MANY LOCALS ALSO swear by cupping to relieve pain. Medicine Wheel’s Bartlett explains that cupping is simply lifting the tissue away from its trauma, thereby increasing blood flow. A tempered glass cup is heated, then inverted directly on the skin, drawing blood to the surface. Cristy Liaw Gabel, an administrator at St. John’s Medical Center, relies on cupping to release muscle tension. “Since I work in an office where I type for eight to ten hours a day, my upper body and neck get really tight. I’ve tried regular massage to help release the tension, but I can’t handle too hard of pressure. With cupping, the therapist was able to release the deep tissue tightness and give some relief instantly. I’ve also had scraping that helps me release sinus pressure.” The “scraping” Liaw Gabel is referring to is Gua Sha, a Chinese practice similar to cupping that calls for scraping a hard-edged instrument—like a ceramic spoon—across the skin, again increasing blood flow. The effects can be immediate and of tremendous relief, though both treatments can leave medieval-looking bruising and redness. 

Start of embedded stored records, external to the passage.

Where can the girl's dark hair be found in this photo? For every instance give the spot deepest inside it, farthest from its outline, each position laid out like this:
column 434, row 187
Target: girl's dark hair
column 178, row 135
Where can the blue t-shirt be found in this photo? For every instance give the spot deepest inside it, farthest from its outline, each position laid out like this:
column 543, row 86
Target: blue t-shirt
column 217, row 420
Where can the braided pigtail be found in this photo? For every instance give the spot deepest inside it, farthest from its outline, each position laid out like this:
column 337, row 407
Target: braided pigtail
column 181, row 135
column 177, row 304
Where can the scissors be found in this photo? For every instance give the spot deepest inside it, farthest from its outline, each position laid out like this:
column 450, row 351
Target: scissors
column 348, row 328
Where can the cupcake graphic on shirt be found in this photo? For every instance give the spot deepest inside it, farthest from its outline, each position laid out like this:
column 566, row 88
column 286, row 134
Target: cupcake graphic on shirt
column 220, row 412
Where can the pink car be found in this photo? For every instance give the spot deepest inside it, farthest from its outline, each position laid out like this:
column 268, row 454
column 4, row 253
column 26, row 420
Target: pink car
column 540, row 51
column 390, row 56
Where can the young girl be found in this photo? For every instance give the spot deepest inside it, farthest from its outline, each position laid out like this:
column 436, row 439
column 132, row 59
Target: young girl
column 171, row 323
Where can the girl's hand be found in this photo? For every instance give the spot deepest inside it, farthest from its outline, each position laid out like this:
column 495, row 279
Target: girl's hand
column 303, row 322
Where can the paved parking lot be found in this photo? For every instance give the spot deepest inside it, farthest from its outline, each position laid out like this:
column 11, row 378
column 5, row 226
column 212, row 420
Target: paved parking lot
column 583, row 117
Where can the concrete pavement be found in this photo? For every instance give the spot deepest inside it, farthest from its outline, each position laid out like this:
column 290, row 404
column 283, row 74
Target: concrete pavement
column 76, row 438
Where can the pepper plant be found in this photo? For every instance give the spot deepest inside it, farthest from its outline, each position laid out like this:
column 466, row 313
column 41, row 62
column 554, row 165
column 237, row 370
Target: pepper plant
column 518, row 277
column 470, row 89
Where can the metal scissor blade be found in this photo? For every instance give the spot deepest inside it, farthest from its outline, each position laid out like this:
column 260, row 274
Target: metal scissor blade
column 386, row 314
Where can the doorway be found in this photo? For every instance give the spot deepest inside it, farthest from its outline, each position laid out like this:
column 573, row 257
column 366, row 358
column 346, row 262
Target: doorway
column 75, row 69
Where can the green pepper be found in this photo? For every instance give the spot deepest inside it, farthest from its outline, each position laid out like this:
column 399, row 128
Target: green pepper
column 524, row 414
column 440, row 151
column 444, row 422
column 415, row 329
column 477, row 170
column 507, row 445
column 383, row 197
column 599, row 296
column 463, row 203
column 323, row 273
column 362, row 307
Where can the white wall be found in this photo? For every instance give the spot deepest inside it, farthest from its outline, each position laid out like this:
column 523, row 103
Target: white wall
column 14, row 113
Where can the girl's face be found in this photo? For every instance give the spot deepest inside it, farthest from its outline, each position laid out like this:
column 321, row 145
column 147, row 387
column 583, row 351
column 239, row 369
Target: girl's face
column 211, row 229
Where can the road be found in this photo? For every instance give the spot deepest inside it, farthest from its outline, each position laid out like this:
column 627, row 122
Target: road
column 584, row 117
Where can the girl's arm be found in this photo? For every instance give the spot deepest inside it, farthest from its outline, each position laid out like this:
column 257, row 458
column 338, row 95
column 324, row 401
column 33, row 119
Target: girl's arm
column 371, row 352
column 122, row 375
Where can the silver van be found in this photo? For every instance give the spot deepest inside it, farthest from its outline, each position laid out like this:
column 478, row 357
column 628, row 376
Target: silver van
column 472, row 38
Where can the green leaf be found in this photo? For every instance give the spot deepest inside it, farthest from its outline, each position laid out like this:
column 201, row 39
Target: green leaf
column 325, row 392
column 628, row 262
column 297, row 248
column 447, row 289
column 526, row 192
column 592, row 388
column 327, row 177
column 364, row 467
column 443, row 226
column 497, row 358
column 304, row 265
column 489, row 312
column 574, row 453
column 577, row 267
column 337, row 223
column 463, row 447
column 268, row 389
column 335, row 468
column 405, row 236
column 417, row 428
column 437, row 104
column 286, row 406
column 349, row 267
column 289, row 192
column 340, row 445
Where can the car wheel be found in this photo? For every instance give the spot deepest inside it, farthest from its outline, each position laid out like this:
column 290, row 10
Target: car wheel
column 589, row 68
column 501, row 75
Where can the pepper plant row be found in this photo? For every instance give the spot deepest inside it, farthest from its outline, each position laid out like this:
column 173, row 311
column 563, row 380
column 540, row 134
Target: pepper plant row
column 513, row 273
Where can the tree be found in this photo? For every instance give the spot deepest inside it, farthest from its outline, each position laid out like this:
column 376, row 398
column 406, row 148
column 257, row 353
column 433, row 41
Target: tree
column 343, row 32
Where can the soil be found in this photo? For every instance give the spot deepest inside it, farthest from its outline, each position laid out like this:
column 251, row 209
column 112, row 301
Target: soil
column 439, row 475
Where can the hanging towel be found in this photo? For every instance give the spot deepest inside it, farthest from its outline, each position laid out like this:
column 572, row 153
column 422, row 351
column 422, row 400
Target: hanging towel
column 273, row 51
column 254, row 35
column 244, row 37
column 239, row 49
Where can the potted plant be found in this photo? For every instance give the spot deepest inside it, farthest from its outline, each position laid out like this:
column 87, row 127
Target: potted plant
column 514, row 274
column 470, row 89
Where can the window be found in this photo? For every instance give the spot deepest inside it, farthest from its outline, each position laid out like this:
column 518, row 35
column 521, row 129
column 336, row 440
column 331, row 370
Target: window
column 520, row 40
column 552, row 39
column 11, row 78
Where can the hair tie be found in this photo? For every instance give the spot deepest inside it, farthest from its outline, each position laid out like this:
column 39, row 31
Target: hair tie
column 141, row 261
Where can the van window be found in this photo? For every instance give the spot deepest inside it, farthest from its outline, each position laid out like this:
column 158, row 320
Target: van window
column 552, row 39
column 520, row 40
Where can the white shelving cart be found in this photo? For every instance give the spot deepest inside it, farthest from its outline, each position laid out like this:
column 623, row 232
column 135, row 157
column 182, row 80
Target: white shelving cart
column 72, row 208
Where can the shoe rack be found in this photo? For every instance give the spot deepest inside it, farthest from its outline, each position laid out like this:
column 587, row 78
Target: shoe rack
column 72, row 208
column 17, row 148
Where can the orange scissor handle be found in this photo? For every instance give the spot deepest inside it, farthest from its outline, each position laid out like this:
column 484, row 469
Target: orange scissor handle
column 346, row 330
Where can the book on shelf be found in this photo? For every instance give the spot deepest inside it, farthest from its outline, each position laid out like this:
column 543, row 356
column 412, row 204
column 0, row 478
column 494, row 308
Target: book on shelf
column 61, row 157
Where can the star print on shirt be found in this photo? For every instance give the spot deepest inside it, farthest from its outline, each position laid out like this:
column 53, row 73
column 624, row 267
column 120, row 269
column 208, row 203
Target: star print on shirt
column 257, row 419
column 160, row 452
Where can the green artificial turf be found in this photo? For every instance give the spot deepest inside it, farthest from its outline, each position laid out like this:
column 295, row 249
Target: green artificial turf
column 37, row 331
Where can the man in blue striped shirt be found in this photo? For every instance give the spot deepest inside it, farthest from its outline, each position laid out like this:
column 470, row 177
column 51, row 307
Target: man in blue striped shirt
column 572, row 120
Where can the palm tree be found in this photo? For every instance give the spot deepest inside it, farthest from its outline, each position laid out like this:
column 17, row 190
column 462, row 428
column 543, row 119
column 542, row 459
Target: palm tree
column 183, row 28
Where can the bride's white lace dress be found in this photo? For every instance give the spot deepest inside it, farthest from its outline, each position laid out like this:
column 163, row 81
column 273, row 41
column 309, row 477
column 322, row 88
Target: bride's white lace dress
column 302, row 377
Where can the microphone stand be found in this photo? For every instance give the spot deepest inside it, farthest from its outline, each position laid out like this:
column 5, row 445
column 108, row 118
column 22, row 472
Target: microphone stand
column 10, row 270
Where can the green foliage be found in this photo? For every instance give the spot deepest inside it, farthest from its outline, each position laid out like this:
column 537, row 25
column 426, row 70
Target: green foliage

Bio Mats can be used for relaxation, stress relief, and even pain management. Photo by Bradly J. Boner

A BIO MAT treatment at Medicine Wheel greatly appealed to me, mostly because Bartlett gently warned that it could cause deep relaxation resulting in a nap. The Bio Mat combines far-infrared light and negative ion technology in an amethyst-filled mat. Basically, it is a very heavy, heated amethyst-filled mat that a patient lies upon, for 20 to 60 minutes. A mildly heated Bio Mat (94 to 104 degrees Fahrenheit) can relieve stress or just provide relaxation. Higher temperatures of 133 degrees and above can address muscle and joint pain, and encourage circulation. The highest temperature settings, above 149 degrees, can treat pain from conditions like arthritis or an athletic injury with its extremely penetrating sauna-like heat.

ACCORDING TO DR. Menolascino, hyperbaric therapy is not new, having been invented in 1662, but it still has a very new-agey vibe. At Menolascino’s office, however, the sleek black chamber looks more space-age and advanced. Oxygen is filtered and compressed into the chamber, allowing the patient’s body to receive 30 percent more oxygen. It is the equivalent to being 11 feet below sea level, though is completely comfortable enough that patients can fall asleep or even read a book. Patients usually come in for sixty minutes sessions, five to ten sessions in a series. Menolascino’s welcoming office in Wilson is the rare practice that offers the hyperbaric chamber outside a hospital or large medical center. 

Dr. Mark Menolascino talks wellness with Jackson Hole Middle School students. Photo by Bradly J. Boner

THERE ARE SO many practices and methods that make up the perpetually evolving world of integrative practices. Bartlett, who first came to the area in 2005, and opened Medicine Wheel in 2015, considers herself a lifelong student of wellness as well as a provider of many services. Medicine Wheel is home to a community of independent providers including acupuncturists, physical therapists, biofeedback therapists, and even crystal singing bowl healers. Bartlett emphasizes that the first visit to Medicine Wheel is about “putting the wheel together for holistic therapy” and includes a tour of the entire facility and a tutorial on “the wheel.” Treating chronic pain or a nagging sports injury often requires an understanding of emotional underpinnings. The emotional trauma from a mountain bike accident can far outlive fractures and breaks. “We want to know what’s going on with them as a human being. We work with Western care practitioners all the time, but it’s just incomplete on its own. It’s just one piece of the pie. We just don’t want to miss the whole person who needs care.”